On Mon,  6 May 2019 00:39:15 +0200
Viktor Rosendahl <viktor.rosend...@gmail.com> wrote:

> Can you explain more precisely what you agree with?
> 
> The general idea of being able to trace bursts of latencies?

One thing I have an issue with the current approach is the use of the
trace file for this.

> 
> Or the slightly more specific idea of notifying user space when
> /sys/kernel/debug/tracing/trace has new data, and let user space do the rest?
> 
> > We do have a notification mechanism already in the form of trace_pipe. Can 
> > we
> > not improve that in some way to be notified of a new trace data? In theory,
> > the trace_pipe does fit into the description in the documentation: "Reads
> > from this file will block until new data is retrieved"
> >  
> 
> I am not quite sure what kind of solution you are after here. Could you be 
> more
> specific?
> 
> I think that it would be weird if we used trace_pipe to send a message with
> the meaning "new data is available in the trace file". To me this would seem
> like (re)inventing a special purpose alternative to inotify.
> 
> Another option would be to allow the user to consume the the latency traces
> directly from trace_pipe, without using the trace file.
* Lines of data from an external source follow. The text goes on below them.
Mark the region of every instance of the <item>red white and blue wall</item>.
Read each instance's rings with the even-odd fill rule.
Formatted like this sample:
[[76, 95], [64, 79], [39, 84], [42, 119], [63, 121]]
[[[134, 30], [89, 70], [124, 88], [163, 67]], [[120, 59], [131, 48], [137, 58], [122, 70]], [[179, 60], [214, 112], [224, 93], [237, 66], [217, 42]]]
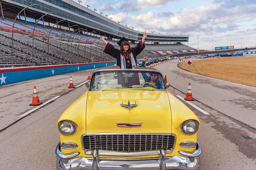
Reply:
[[0, 69], [0, 86], [71, 72], [114, 65], [116, 61]]

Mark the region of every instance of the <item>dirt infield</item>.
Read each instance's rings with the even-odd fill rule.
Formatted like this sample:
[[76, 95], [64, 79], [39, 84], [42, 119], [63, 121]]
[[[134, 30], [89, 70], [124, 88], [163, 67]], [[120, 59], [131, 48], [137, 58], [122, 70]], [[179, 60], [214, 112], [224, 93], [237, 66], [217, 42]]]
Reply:
[[[256, 87], [256, 57], [192, 61], [190, 72], [201, 75]], [[187, 62], [179, 68], [188, 71]]]

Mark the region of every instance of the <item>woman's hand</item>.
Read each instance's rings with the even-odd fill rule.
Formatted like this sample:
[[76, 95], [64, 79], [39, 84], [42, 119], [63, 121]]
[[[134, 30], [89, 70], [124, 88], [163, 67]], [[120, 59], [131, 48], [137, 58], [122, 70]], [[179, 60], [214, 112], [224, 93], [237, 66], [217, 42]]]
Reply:
[[143, 35], [143, 37], [142, 38], [142, 39], [141, 40], [141, 41], [142, 42], [142, 44], [144, 43], [144, 41], [145, 41], [145, 38], [148, 35], [146, 33], [145, 33]]
[[106, 45], [107, 44], [108, 44], [108, 42], [107, 42], [107, 41], [105, 40], [105, 39], [104, 39], [104, 38], [103, 37], [100, 37], [100, 39], [101, 40], [102, 40], [102, 41], [103, 41], [103, 42], [104, 42], [104, 43], [105, 43], [105, 45]]

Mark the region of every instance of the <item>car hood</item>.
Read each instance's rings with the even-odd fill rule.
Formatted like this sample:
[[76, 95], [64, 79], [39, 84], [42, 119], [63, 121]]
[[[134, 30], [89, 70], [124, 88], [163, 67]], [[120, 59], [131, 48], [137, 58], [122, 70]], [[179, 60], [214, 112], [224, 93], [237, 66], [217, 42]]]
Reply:
[[[120, 104], [136, 104], [130, 109]], [[90, 91], [86, 110], [86, 133], [171, 133], [172, 115], [166, 91]], [[141, 123], [139, 127], [118, 127], [117, 123]]]

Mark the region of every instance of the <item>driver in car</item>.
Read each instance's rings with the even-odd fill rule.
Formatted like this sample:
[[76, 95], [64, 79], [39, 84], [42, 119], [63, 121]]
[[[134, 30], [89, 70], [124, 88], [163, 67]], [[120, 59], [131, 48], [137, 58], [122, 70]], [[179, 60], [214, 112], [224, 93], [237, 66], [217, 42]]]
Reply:
[[[147, 57], [145, 57], [143, 58], [143, 61], [141, 64], [142, 67], [145, 67], [146, 61], [147, 60]], [[162, 87], [161, 81], [160, 80], [159, 74], [156, 73], [149, 73], [149, 75], [148, 75], [145, 73], [142, 73], [142, 76], [145, 80], [145, 82], [150, 83], [154, 85], [156, 88], [160, 89]], [[148, 84], [149, 85], [149, 84]]]

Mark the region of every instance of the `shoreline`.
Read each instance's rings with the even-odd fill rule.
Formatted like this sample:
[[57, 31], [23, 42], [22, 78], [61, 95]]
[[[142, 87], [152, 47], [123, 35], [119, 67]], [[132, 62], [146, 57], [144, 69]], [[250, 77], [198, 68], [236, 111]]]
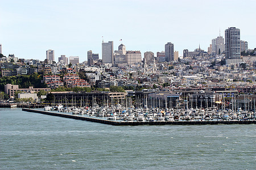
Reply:
[[218, 125], [218, 124], [256, 124], [256, 120], [231, 120], [231, 121], [144, 121], [144, 122], [126, 122], [115, 121], [108, 120], [98, 119], [96, 118], [82, 117], [76, 115], [51, 112], [44, 110], [39, 110], [31, 109], [22, 108], [22, 111], [40, 113], [43, 114], [59, 116], [69, 118], [84, 120], [90, 122], [101, 123], [103, 124], [112, 125], [114, 126], [138, 126], [138, 125]]

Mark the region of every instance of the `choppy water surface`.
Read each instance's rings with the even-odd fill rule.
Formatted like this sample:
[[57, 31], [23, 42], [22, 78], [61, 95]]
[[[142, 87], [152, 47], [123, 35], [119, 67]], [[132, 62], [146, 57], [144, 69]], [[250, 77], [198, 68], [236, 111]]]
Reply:
[[255, 125], [114, 126], [0, 108], [0, 169], [255, 169]]

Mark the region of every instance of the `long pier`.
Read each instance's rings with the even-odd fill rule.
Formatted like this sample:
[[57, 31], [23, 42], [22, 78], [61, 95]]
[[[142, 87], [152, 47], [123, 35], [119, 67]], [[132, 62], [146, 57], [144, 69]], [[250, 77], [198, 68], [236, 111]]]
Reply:
[[65, 118], [69, 118], [76, 120], [84, 120], [90, 122], [101, 123], [107, 125], [112, 125], [115, 126], [118, 125], [130, 125], [138, 126], [143, 125], [217, 125], [217, 124], [255, 124], [256, 120], [246, 120], [246, 121], [163, 121], [163, 122], [126, 122], [126, 121], [115, 121], [108, 120], [102, 120], [96, 118], [82, 117], [76, 115], [67, 114], [55, 112], [51, 112], [44, 110], [39, 110], [36, 109], [22, 108], [23, 111], [34, 112], [54, 116], [59, 116]]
This would make sense
> to me and would indeed be a much better solution. If somebody is able to make
> such an implementation I am all for it.
> 
> However, I do not know how to do this. I believe that it would lead towards a
> significant rewrite of the latency tracers, probably also how the ftrace
> buffering works.
> 

Hmm, what about adding a notifier to tracing_max_latency instead? And
do it not as a config option, but have it always enabled. It would send a
notification when it changes, and that only happens when there's a new
max latency. Would that work for you?